Many mutations may have had an adverse effect on the organism, and others may have had no effect.
However, a few mutations must have altered the function of the protein product in a way that benefitted the organism at a particular life stage without substantially changing the protein's oxygen-carrying function.
Presumably, natural selection acted on these altered genes, maintaining them in the population.

Evolution of Genes with Novel Functions

In the evolution of the globin gene families, gene duplication and subsequent divergence produced family members whose protein products performed functions similar to each other (oxygen transport).
However, an alternative scenario is that one copy of a duplicated gene can undergo alterations that lead to a completely new function for the protein product.
The genes for lysozyme and α-lactalbumin are a good example.
Lysozyme is an enzyme that helps protect animals against bacterial infection by hydrolyzing bacterial cell walls; α-lactalbumin is a nonenzymatic protein that plays a role in milk production in mammals.
The two proteins are quite similar in their amino acid sequences and three-dimensional structures.
Both genes are found in mammals, but only the lysozyme gene is present in birds.
The presence of introns may have promoted the evolution of new proteins by facilitating the duplication or shuffling of exons, as we'll discuss next.

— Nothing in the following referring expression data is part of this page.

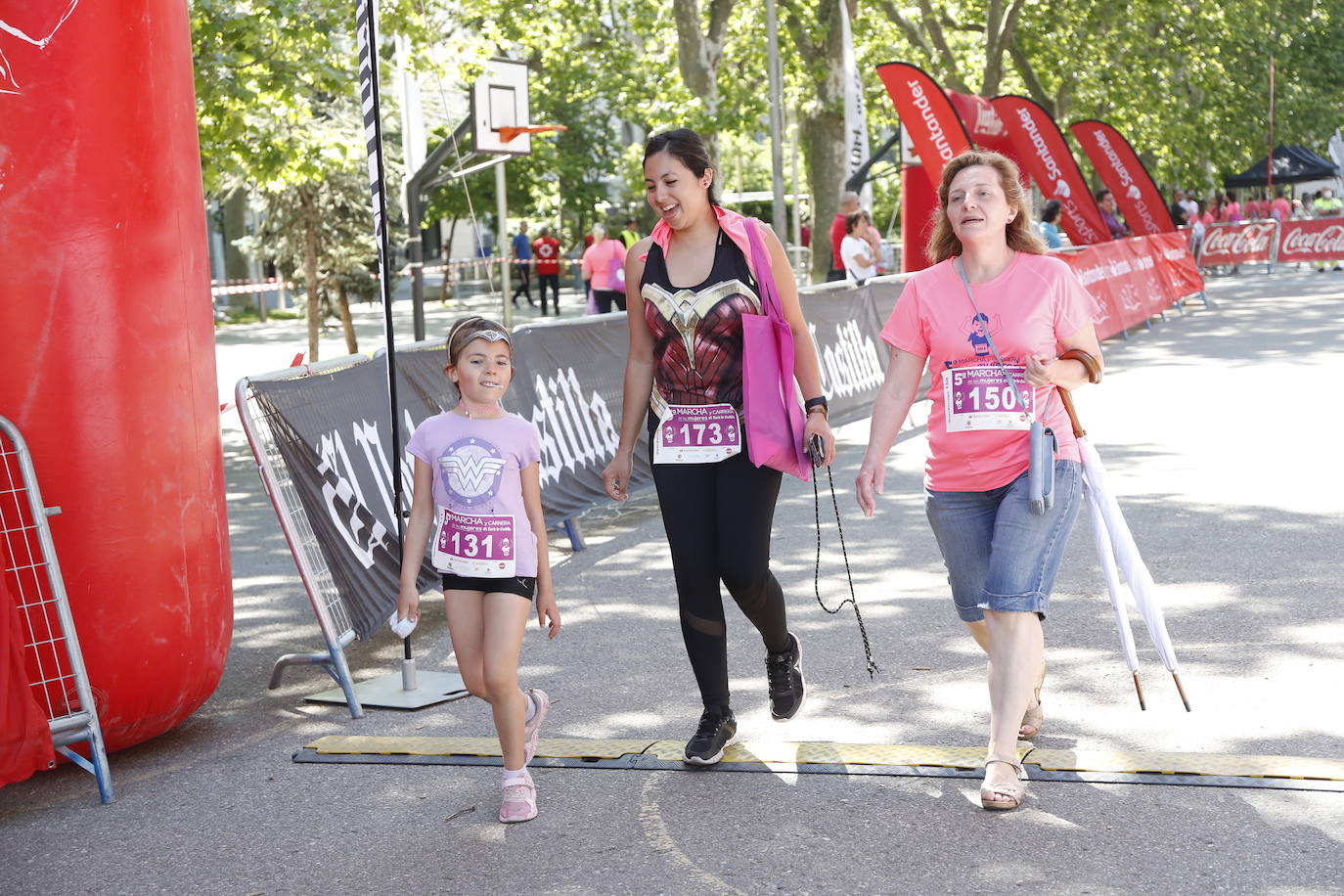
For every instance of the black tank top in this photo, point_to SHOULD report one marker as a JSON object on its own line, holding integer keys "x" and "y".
{"x": 697, "y": 332}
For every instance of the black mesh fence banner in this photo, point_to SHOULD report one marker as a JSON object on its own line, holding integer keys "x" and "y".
{"x": 331, "y": 428}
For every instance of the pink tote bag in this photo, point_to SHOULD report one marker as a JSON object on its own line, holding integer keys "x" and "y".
{"x": 773, "y": 417}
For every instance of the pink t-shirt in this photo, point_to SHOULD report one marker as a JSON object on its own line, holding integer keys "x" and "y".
{"x": 597, "y": 262}
{"x": 1031, "y": 306}
{"x": 477, "y": 470}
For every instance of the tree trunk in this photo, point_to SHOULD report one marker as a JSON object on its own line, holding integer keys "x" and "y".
{"x": 308, "y": 203}
{"x": 347, "y": 324}
{"x": 699, "y": 54}
{"x": 823, "y": 148}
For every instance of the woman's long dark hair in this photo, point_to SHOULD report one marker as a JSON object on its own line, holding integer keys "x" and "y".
{"x": 689, "y": 148}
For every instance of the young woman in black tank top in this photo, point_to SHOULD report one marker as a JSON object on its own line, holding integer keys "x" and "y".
{"x": 686, "y": 364}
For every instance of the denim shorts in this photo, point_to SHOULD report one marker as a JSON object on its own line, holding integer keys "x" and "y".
{"x": 998, "y": 553}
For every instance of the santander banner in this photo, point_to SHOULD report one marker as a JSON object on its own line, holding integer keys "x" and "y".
{"x": 985, "y": 128}
{"x": 1135, "y": 278}
{"x": 1239, "y": 244}
{"x": 1311, "y": 241}
{"x": 1046, "y": 156}
{"x": 1118, "y": 166}
{"x": 931, "y": 124}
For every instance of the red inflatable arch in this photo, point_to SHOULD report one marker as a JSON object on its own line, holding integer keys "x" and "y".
{"x": 107, "y": 342}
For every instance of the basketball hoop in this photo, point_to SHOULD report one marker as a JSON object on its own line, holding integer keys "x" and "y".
{"x": 509, "y": 133}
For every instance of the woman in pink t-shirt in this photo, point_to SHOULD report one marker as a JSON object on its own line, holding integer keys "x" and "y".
{"x": 1028, "y": 308}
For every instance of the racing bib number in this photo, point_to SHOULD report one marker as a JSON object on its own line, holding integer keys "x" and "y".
{"x": 474, "y": 546}
{"x": 697, "y": 434}
{"x": 978, "y": 398}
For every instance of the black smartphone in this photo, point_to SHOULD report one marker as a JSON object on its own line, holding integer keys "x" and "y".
{"x": 818, "y": 449}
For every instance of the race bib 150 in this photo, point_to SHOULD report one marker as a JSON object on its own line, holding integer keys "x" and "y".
{"x": 476, "y": 546}
{"x": 978, "y": 398}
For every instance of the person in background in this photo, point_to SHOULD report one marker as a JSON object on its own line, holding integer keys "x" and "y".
{"x": 523, "y": 265}
{"x": 1106, "y": 202}
{"x": 1048, "y": 227}
{"x": 1189, "y": 205}
{"x": 547, "y": 267}
{"x": 1196, "y": 233}
{"x": 604, "y": 263}
{"x": 631, "y": 234}
{"x": 1279, "y": 208}
{"x": 848, "y": 205}
{"x": 861, "y": 262}
{"x": 1178, "y": 209}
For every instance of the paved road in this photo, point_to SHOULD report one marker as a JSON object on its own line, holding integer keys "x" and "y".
{"x": 1224, "y": 446}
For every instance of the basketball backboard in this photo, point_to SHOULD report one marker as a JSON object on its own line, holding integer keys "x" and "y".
{"x": 499, "y": 100}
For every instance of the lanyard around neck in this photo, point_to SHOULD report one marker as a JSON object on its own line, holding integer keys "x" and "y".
{"x": 962, "y": 273}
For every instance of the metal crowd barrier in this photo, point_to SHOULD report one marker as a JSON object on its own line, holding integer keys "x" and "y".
{"x": 29, "y": 558}
{"x": 328, "y": 606}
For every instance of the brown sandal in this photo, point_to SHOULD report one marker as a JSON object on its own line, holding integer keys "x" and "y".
{"x": 1015, "y": 791}
{"x": 1035, "y": 718}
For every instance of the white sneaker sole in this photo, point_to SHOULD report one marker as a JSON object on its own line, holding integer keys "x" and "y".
{"x": 802, "y": 680}
{"x": 711, "y": 760}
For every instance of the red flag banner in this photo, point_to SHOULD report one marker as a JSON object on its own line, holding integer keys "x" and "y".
{"x": 1048, "y": 158}
{"x": 931, "y": 124}
{"x": 1118, "y": 166}
{"x": 1238, "y": 244}
{"x": 984, "y": 125}
{"x": 1311, "y": 241}
{"x": 1178, "y": 265}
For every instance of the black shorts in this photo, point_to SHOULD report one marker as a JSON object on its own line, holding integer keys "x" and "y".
{"x": 521, "y": 586}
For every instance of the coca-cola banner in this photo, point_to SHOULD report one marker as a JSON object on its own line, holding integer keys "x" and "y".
{"x": 1319, "y": 240}
{"x": 1118, "y": 166}
{"x": 1135, "y": 278}
{"x": 1046, "y": 156}
{"x": 1238, "y": 244}
{"x": 931, "y": 124}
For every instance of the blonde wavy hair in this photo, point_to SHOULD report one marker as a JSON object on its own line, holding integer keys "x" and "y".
{"x": 1020, "y": 233}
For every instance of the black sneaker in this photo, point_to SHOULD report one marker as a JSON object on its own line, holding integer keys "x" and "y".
{"x": 715, "y": 733}
{"x": 784, "y": 677}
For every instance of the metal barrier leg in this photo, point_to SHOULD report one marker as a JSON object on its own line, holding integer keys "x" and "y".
{"x": 333, "y": 661}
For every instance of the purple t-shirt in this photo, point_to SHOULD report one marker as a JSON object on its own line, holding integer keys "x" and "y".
{"x": 477, "y": 469}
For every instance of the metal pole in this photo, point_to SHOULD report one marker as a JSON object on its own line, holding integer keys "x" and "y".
{"x": 365, "y": 27}
{"x": 772, "y": 29}
{"x": 797, "y": 190}
{"x": 502, "y": 205}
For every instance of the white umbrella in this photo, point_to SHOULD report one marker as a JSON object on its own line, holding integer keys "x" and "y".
{"x": 1118, "y": 554}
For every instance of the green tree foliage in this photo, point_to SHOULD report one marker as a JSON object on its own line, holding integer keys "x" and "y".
{"x": 1188, "y": 83}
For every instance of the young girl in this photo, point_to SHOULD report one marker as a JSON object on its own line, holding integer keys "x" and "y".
{"x": 478, "y": 496}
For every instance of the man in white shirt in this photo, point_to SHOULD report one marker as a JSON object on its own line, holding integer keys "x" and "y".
{"x": 856, "y": 252}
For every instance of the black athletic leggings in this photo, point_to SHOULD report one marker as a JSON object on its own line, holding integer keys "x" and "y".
{"x": 718, "y": 520}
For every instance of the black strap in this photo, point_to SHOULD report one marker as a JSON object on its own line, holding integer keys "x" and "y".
{"x": 816, "y": 575}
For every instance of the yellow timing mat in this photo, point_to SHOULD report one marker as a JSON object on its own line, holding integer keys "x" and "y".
{"x": 1226, "y": 770}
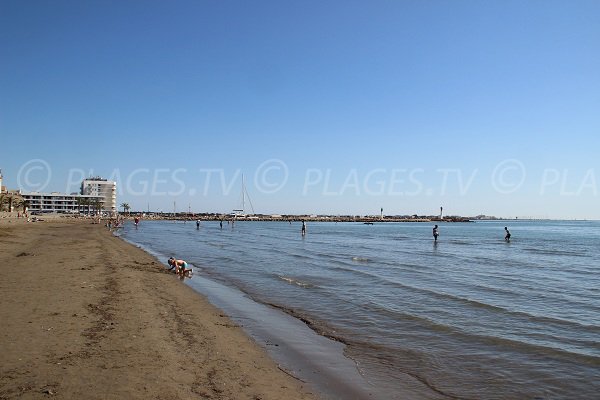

Rearrangements of Parts of Genes: Exon Duplication and Exon Shuffling

Recall from Concept 17.3 that an exon often codes for a protein domain, a distinct structural and functional region of a protein molecule.
Unequal crossing over during meiosis can lead to duplication of a gene on one chromosome and its loss from the homologous chromosome.
By a similar process, a particular exon within a gene could be duplicated on one chromosome and deleted from the other.
The gene with the duplicated exon would code for a protein containing a second copy of that domain.